The second step of the modeling approach consisted of a stochastic, spatially explicit diffusion model to predict the spatiotemporal progression of Lyme disease reporting in the study area between 2000 and 2017. This model consisted of a planar network in which each node was a county connected with the contiguous neighboring counties (eFigure 2 in the Supplement), and the diffusion of Lyme disease reporting among the counties was assessed by the coefficients obtained from the regression model. The state of Lyme disease reporting in 2000 was used as the baseline, and 1000 simulations were run for 2000 to 2017, randomly removing 100 counties in each simulation to incorporate stochasticity into the model and to reduce reporting bias. At 1-year steps, the model predicted the reporting status of each county based on the characteristics of the county and its contiguous counties. A detailed description of the diffusion model is included in the eAppendix in the Supplement. The outcomes of this model were the probability of reporting at least 1 case of Lyme disease in a county by 2018 (the predicted year for the first case being reported) and the velocity of the spread of Lyme disease. The results of the diffusion model were then compared with the observed case data obtained from the CDC. A detailed description of the method used to calculate the velocity of the spread of Lyme disease is included in the eAppendix in the Supplement.

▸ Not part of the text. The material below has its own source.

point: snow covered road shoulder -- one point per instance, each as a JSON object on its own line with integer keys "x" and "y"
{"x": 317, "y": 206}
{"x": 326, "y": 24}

The modeling approach accounted for the changes in case definition made by the CDC in 2008 and 2011. To avoid mixing cases reported using different case definitions, the modeling code at the beginning of each simulation randomly used the subset of reported cases in the following time windows: 2000 to 2007, 2008 to 2010, and 2011 to 2015.
Between 2000 and 2017, a total of 497 569 Lyme disease cases were reported to the CDC in the 1405 counties included in our analyses in the following regions of the United States: 27 963 in West North Central, 39 774 in East North Central, 130 992 in New England, 247 029 in Middle Atlantic, and 51 811 in the South. The publicly available data do not include sex, age, or other demographic information.
The model selection showed that the best logistic regression model to predict the occurrence of a first case of Lyme disease between 2000 and 2017 (Figure 1) was associated with increasing county’s tick establishment (any type), decreasing elevation, increasing percentage population living in a WUI, tick presence, increasing population size, increasing proportion of first-degree neighbors reporting Lyme disease cases and tick presence since 2000, increasing year lag between the first reporting by any first-degree neighboring county, and increasing first-degree neighbors’ forest coverage (Table). The final formula of the best model is reported in the eAppendix in the Supplement. The model that included these variables showed strong classification performance (ie, predictive power), with a mean AUC of 0.81 (95% CI, 0.69-0.86). The performance of the model was substantially reduced when only county factors were considered (AUC, 0.66; 95% CI, 0.55-0.70) or when the model also included second-degree neighbors’ characteristics (AUC, 0.76; 95% CI, 0.64-0.80).
The spread of reported Lyme disease cases predicted by the diffusion model showed high similarity to the observed data reported to the CDC (Figure 2). Between 2000 and 2017, Lyme disease mostly spread toward the west and south of the study area, as well as north into Michigan’s Lower Peninsula (Figure 2A). Counties that reported cases continuously during the study period had an estimated reporting probability above 0.8 according to the diffusion model. Moreover, counties that first reported a Lyme disease case in 2016 and 2017 (data not included in the logistic regression model) showed a high reporting probability according to the model’s predictions (Figure 3). However, a mismatch was observed between the model predictions and counties not reporting Lyme disease cases between 2000 and 2017 (n = 162): 47 (29.0%) of these counties had a high (>0.8) probability of reporting Lyme disease cases by 2018 (eFigure 3 in the Supplement). This fraction varied among regions, ranging from 20.7% in West North Central to 39.4% in East North Central to 34.6% in the South.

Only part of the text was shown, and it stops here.